Hydrogen gas (H2) is a promising zero-carbon, high-energy carrier and can serve as a substrate for electricity generation in fuel cells, which combine H2 and O2 to produce electricity, heat, and water. However, fuel cell operation is still costly for large-scale applications, and the metals (catalysts) used are of low abundance on Earth and are non-biodegradable. This is where Microbial hydrogenase (Hyd) enzymes, which can generate and oxidize H2, come in.
These enzymes can be applied as anodic catalysts in fuel cells, and Ralstonia eutropha and Escherichia coli are of particular interest as having O2-tolerant Hyds allows their implementation inH2-based biotechnological processes to produce valuable compounds. Nevertheless, the feasibility and economics of scale-up of Hyd preparations have yet to be established if they are to be used in commercial devices. Finding the optimal conditions for large-scale fermentations with media derived from economically viable nutrient sources such as the dairy industry side-stream is of great benefit.

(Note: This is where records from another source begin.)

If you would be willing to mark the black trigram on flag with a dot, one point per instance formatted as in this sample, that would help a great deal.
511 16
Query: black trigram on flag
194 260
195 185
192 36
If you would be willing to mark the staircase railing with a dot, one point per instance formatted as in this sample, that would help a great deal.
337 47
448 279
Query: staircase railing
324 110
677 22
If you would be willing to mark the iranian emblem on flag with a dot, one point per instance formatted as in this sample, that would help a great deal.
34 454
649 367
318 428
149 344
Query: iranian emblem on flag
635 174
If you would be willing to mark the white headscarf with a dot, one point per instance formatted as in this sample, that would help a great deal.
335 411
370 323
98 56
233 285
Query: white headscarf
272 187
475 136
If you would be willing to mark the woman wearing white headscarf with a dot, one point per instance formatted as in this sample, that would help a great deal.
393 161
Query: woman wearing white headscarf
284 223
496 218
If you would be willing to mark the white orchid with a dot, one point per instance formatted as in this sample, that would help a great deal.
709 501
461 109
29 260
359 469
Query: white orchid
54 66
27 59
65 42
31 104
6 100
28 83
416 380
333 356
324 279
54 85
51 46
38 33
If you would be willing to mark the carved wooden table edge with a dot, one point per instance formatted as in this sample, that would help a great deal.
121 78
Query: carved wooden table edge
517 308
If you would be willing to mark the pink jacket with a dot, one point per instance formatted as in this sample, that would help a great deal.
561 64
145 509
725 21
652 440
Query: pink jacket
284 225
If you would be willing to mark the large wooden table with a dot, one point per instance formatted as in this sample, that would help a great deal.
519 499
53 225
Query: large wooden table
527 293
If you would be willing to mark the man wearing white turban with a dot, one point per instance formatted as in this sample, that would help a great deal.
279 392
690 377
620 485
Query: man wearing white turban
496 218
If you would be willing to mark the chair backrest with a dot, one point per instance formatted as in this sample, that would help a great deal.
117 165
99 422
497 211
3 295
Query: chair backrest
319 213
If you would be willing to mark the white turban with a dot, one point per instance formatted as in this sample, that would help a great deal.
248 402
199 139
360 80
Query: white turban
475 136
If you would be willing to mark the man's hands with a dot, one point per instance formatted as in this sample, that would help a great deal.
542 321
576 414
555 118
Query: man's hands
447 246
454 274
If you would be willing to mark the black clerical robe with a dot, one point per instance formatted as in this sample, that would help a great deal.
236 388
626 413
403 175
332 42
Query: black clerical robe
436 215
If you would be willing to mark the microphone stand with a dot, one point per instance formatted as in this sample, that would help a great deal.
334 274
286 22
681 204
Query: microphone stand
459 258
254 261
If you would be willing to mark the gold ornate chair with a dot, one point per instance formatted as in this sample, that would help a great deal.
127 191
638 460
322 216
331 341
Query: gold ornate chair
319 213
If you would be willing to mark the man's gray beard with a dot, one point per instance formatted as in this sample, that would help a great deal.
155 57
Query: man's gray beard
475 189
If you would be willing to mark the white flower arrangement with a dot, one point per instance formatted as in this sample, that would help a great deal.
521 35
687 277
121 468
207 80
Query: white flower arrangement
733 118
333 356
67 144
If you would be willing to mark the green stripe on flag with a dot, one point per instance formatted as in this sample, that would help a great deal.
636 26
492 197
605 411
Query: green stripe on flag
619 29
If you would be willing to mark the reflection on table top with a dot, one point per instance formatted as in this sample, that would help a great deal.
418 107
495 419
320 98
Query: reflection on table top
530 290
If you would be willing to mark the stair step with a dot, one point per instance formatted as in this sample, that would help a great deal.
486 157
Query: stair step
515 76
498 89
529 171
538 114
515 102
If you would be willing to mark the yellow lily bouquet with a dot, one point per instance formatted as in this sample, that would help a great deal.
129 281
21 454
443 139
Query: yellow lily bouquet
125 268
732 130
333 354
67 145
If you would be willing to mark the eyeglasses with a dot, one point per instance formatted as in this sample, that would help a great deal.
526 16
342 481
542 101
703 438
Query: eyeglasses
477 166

In this study, researchers used both untreated and enzymatically pre-treated whey using a thermostable β-glucosidase to generate biomass of the two model organisms, E. coli and R. eutropha H16. Using the modified medium resulted in enhanced hydrogenase and H2 production, identifying whey as an excellent nutritional source to drive bioprocesses for their prolonged and enhanced production.
The results obtained from the current study will serve as a basis for future technologies toward using whey for the economical production of both R. eutropha and E. coli biomass, Hyds, and H2 production.